I thought of writing this article to encourage those who may be insecure about their first language, and to indicate how the Cambridge CELTA or Trinity CertTESOL thrives on trainee diversity.
One of the things that makes teacher training courses such as the Trinity College CertTESOL or Cambridge CELTA so remarkable to work on is the vast range of different backgrounds, levels of experience, cultures and languages spoken by non native English trainees.
This is something that I look forward to getting to grips with on any course, and this level of diversity is one thing that makes every training course such a unique and fascinating experience for trainers and trainees alike. The benefits of diversity to the field of education are many, and even more so for language education.
Here are the reasons why I would encourage trainee teachers from any background to join a CertTESOL or CELTA course:
Education cultures can learn a lot from each other
Every culture has its own educational paradigm – the set of values, assumptions and priorities designed by the national education system to develop that country’s young minds in a way that has been agreed to benefit society.
These paradigms are relative to the history of education, the moral values and traditions of the country, and represent a very wide diversity in teaching and learning preferences around the globe. An old adage in TESOL states that ‘there is no right way to teach language’. We pick and choose from historical approaches, methods and techniques according to what and who we are teaching. It follows that the more different value sets are present in a group of trainees, the more likely it is that different topics, areas of language and ways of doing things will be implemented in the classroom.

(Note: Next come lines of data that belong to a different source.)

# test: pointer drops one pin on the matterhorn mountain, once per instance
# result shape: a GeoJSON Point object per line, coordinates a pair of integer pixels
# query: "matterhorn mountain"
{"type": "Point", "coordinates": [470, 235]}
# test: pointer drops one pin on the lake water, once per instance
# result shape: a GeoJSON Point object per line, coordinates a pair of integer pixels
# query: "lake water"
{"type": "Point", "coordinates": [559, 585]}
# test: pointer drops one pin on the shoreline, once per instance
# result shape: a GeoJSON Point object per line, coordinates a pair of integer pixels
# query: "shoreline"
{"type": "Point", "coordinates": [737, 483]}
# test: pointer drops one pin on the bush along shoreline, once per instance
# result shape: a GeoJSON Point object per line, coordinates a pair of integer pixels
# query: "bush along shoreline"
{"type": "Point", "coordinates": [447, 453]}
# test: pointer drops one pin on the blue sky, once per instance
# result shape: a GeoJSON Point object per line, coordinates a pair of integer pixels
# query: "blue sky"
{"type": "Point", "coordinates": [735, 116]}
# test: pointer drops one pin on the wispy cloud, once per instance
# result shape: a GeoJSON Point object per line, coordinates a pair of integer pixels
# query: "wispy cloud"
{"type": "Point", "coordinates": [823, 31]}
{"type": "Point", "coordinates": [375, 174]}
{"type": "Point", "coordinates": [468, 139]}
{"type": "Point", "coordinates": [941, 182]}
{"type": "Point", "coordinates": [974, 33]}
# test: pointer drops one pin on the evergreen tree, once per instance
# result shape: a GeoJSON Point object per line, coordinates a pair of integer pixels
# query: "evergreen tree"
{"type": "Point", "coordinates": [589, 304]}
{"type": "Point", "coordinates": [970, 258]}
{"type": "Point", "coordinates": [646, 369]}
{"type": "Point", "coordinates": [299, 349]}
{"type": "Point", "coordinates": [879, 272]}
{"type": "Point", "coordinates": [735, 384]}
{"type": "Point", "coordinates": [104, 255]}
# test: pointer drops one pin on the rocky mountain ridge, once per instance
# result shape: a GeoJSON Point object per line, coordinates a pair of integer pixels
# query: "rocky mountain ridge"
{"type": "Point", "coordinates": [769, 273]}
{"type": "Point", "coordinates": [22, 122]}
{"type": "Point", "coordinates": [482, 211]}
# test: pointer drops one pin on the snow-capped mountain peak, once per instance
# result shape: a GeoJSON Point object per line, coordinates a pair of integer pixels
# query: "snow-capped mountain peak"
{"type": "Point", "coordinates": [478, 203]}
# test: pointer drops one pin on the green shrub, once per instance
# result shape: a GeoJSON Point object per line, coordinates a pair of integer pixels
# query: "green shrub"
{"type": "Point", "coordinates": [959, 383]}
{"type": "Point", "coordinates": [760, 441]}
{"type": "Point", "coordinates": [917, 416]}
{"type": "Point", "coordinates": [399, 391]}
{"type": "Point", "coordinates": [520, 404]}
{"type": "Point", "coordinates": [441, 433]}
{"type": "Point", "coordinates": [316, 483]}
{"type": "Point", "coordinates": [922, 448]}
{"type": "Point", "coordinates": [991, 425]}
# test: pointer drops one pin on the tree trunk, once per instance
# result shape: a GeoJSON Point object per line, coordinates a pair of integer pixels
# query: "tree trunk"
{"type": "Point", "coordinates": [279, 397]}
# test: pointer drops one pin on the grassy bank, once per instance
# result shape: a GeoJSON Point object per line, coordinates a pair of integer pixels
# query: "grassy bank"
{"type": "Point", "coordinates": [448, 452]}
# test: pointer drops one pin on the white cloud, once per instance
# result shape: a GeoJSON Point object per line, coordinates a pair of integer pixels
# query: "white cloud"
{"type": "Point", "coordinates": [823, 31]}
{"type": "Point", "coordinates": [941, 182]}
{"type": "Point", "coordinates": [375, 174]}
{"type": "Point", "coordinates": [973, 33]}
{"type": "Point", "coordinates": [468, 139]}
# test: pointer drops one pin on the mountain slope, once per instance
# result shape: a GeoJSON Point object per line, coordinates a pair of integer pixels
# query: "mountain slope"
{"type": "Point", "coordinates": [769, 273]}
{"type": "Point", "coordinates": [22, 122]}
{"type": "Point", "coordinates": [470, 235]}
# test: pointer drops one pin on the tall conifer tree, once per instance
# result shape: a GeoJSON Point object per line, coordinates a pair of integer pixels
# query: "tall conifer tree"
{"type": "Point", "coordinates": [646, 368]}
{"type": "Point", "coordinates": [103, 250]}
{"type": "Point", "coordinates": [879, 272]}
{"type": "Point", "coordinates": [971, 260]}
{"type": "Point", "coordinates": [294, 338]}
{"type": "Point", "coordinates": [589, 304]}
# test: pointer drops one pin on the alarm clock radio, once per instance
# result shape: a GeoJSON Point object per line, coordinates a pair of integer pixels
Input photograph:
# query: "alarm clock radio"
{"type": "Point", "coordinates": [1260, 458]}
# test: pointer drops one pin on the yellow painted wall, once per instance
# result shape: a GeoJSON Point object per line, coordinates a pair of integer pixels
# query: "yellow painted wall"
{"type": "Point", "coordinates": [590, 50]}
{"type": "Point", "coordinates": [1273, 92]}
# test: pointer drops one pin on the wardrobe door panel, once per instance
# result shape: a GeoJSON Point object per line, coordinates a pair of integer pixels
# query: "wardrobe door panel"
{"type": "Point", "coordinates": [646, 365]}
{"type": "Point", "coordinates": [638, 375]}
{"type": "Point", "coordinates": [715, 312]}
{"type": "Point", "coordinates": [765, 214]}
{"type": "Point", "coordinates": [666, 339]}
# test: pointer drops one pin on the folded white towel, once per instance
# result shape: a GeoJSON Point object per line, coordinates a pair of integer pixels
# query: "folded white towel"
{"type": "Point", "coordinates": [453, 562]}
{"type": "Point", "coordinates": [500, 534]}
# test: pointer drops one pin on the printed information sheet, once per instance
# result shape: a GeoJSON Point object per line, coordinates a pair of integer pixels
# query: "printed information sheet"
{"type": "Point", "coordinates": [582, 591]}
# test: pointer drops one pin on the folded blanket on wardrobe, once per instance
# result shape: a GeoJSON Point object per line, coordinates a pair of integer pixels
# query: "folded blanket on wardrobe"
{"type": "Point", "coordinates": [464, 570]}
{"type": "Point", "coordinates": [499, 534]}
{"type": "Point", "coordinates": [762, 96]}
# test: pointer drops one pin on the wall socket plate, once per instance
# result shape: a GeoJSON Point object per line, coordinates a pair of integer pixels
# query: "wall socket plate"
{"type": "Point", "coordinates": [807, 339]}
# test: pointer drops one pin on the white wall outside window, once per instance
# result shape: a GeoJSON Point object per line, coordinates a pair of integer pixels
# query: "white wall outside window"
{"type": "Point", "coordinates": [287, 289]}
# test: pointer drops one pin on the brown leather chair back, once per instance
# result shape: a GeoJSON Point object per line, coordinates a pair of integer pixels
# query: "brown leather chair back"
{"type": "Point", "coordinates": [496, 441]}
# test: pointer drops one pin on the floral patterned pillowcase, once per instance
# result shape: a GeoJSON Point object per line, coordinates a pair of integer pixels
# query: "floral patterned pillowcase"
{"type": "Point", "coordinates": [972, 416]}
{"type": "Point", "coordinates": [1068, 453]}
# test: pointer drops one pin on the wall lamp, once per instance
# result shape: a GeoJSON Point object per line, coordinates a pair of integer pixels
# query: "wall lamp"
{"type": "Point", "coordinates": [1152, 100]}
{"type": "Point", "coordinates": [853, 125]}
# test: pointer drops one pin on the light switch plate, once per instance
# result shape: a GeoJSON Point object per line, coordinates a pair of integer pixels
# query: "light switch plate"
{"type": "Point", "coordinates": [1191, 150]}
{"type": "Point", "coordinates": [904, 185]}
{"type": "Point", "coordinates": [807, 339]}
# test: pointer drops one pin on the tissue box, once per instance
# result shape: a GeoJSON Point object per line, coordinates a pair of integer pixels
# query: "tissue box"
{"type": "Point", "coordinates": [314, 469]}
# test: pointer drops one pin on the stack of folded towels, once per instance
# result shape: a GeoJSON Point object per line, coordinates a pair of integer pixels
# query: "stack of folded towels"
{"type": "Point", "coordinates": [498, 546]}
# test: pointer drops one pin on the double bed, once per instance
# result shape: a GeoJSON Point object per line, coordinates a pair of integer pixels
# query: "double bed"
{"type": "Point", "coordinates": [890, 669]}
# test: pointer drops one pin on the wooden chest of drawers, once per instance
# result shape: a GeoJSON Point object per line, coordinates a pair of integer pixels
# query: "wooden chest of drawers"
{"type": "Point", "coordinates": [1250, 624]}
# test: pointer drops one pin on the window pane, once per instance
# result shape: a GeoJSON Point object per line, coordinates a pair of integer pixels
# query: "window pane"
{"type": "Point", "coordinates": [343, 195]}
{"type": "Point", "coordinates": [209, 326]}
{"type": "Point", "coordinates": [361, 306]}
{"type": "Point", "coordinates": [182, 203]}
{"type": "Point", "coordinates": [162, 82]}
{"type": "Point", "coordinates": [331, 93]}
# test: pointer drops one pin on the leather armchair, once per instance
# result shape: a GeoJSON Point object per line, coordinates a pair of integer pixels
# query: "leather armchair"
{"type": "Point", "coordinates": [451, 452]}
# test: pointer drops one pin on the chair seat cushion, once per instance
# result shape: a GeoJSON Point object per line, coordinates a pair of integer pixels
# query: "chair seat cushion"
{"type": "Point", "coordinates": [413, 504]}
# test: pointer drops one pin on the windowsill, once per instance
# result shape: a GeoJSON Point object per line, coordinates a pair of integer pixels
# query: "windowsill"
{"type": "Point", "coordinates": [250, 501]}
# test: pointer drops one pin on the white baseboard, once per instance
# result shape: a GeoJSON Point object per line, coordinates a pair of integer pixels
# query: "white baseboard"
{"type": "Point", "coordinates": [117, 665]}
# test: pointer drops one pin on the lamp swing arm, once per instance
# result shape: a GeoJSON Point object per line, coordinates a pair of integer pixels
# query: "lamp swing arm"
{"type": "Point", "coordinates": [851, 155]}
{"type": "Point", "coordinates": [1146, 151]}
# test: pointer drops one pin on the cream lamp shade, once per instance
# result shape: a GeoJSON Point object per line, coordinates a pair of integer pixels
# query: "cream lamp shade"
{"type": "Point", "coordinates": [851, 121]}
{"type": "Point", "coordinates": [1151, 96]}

As long as there is a balance of skills and language content across the lessons taught, a range of teaching methods in the context of different cultures and experiences can only be a good thing.
Another benefit of different educational backgrounds is that it opens our eyes to new and unexpected ways of doing things. Human nature dictates that we are good at assuming that our own education, if it was successful for us, is somehow the ‘right’ way of doing things. Of course, a little objectivity shows us that this is not true, but until we have seen other ways of doing things, we cannot take on new methods ourselves.
I have seen lessons taught successfully in ways that I never would have expected simply because a teacher was applying a method from experience as a musician, having growing up in rural India or due to a negative experience in a restrictive educational environment in their own country. These observations were new to me, and have informed my own teaching since.
Other languages are new pairs of eyes
Ferdinand de Saussure, the father of modern linguistics made this statement meaning that when we speak a different language, we take on a new view of the world as we verbalize it in a new way. An environment as multilingual as the training room at the CertTESOL center in Hong Kong where I worked was a melting pot of ideas about meaning, interpretation, nuance and the ways in which we can break down language for analysis.
Although the goal for everyone is to teach English as effectively as possible, the different ways that international groups of trainees engage with language was a huge benefit to everyone in the room.
Trainees share strategies for language analysis, examples and anecdotes about teaching and learning that a group of monolingual English speakers could never approach.
Trainees learn from each others’ experiences
Another form of diversity is the range of different teaching experiences that come along with trainees on initial training courses. Some are brand new to the field, and so have no preconceptions about how to do things others come with little experience; others with a lot of background into the industry.
New teachers learn a lot from osmosis by simply being around experienced teachers, and old hands can drop old habits when they get simple, cleanly applied techniques from the newbies. A range of experience levels works for everyone, and reinforces the development of new skills throughout the group.
A good teacher needs to see a range of differing styles
Initial training course providers go to great lengths to ensure that trainees are exposed to a range of teaching styles, approaches and methodologies from different trainers, but new teachers don’t just learn from their tutors – they have to observe each other’s teaching too. By seeing a range of different classes, good and bad, trainees learn from their own mistakes and from those of other on the course.
The ability to reflect on observed teaching is a particular focus of both Cambridge and Trinity College teacher training and development qualifications, and reflection is most useful when it is prompted by seeing or doing new ways of doing things in the classroom.
Without a high level of diversity among trainee teachers, this level of reflection is not possible, as everyone would follow the carbon-copy techniques shown to them by their tutors. Picking up new tricks and trying them out (again, successfully or not) is a key part of becoming a well-rounded teacher who keeps their students engaged over time.
The myth of the native speaker needs to be broken
The final benefit that a wide-ranging set of people brings to teaching is the fact that diversity reinforces the global nature of the industry. The traditional view (still clung to in many parts of the world) that native speakers make better language teachers is being eroded successfully, mostly thanks to the diverse range of teacher backgrounds who join quality training courses and become excellent English language teachers.
The more different voices, backgrounds and cultures that come together to train as teachers, and then spread into classrooms all over the world, the more justification there is to debunk this old-fashioned assumption.
For all of the above reasons, and more, I get excited as a trainer walking in to the first day of a Certificate course to a group consisting of all creeds and colors, wanting to know what their experiences and teachers and learners they will share over the next four weeks, and whether I will learn anything from the beautiful diversity that this brings.